Mrs. Edwards, a guidance counselor, recalled a conversation she had with a young student. She wrote, “Cheri, a first grader, was having trouble adjusting to school. I called her into my office for a chat, confident that my many years of training as a guidance counselor had more than prepared me to handle the situation. ‘Cheri,’ I said, ‘I want to be your friend.  I will never tell your mommy or your daddy or your teacher anything we talk about if you don’t want me to. I want you to know that you can always trust me.’ With tearful eyes, she looked up and replied, ‘Gee, Mrs. Edwards, you’re just like my dog.’ ” In many cases a dog can be a man’s (or a girl’s) best friend.

It’s possible for a show of friendliness to become a formality that is shallow at best. A priest saw Robert Schuller’s TV program Hour of Power and was impressed by Schuller’s practice of having everyone turn to greet the worshipers seated near them. The priest felt that his church was a bit stuffy and could use a little more friendliness. So, one Sunday he announced that the following week they were going to initiate this custom of greeting each other. At the close of this same service a man turned around to the lady seated behind him and said, “Good morning.” She looked at him with shock at his boldness and said, “I beg your pardon! That friendliness business doesn’t start until next Sunday.”

True friendship is much more meaningful than going through the motions. The Bible provides a perfect example of it. When the apostle Paul was writing his last letter, just before his execution in Rome, he described his situation to Timothy. He included in that letter a revealing statement: “Only Luke is with me” (2 Timothy 4:11). That statement hints at the close relationship between Luke and Paul. Early church tradition suggests that Luke was born a Greek in Antioch and became a physician before being converted. After his conversion we know that he joined Paul, Silas and Timothy in Troas on Paul’s second missionary journey. In the book of Acts Luke described being shipwrecked with Paul on the island of Malta. The book of Acts ends with Paul being jailed in Rome with his friend Timothy close at hand.

After Paul’s death, early church tradition suggests that Luke went to Greece from Rome where he wrote his two-volume history of Jesus and the early church—the Gospel of Luke and the book of Acts. His second volume, the Acts of the Apostles, is mostly about Paul’s missionary journeys. In four passages, Luke includes himself in the story, using the pronoun “we” to narrate various events.

One second century historical record explains that Luke had remained unmarried and died in Boetia at the age of 84. As with all tradition, some of our information about Luke is conjecture. One thing about Luke, though, is certain. Paul never had a better friend.
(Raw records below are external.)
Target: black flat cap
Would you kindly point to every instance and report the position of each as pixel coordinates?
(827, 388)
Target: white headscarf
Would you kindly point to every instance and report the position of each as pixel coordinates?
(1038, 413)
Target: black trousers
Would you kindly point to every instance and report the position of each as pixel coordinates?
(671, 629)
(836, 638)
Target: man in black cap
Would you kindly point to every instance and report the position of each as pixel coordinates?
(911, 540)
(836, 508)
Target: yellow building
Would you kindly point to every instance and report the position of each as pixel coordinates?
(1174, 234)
We live in such a competitive society that it’s easy to overlook the importance of having a friend who isn’t in your life to compete with you, but is there to help complete you. Some missionaries to the Philippines set up a croquet game in their front yard. Their Agta Negrita neighbors came to watch so the missionaries taught them to play.

At one point the missionaries explained that when you hit an opponent’s ball with yours one of the options available to you is hitting the other person’s ball as far as possible off the field of play. Given that opportunity, a young Filipino didn’t understand why he would want to do that so he refused. As the match continued the players would go through the last wicket and then, surprisingly, go back to help the other players. It was a team effort. Finally, the last player finished. The missionaries watched as all the Filipinos shouted and cheered for the first time, “We won! We won!” That’s the spirit of authentic friendship. They weren’t competing against their friends, they wanted to help them win.

Dale Carnegie wrote “How to Win Friends and Influence People” and with it influenced an entire generation of Americans. One of his helpful suggestions on making friends will work for anyone. He said, “You can make more friends in two months by becoming interested in other people than you can in two years by trying to get other people interested in you.” I have repeatedly seen the shyest people overcome their timidity when they start talking about a topic that interests them.

Where Gwen and I live there are quite a few fishermen. If you can get a quiet fisherman talking about fishing he is hard to stop. Many friendships have begun with someone simply taking an interest in another person’s vocation and hobbies.

That formula has always been effective. In Queen Victoria’s time, a young woman had the good fortune of being escorted to dinner by William E. Gladstone, who was considered one of the most brilliant statesmen of the nineteenth century. On the following evening, the same young lady was escorted by Benjamin Disraeli, novelist, statesman and twice prime minister of Great Britain. When asked for her impression of these two great rivals, she replied, “After an evening with Gladstone, I thought he was the most brilliant man I’d ever met. After an evening with Disraeli, I thought myself to be the most fascinating woman in the world!” There is no question as to which evening she enjoyed the most.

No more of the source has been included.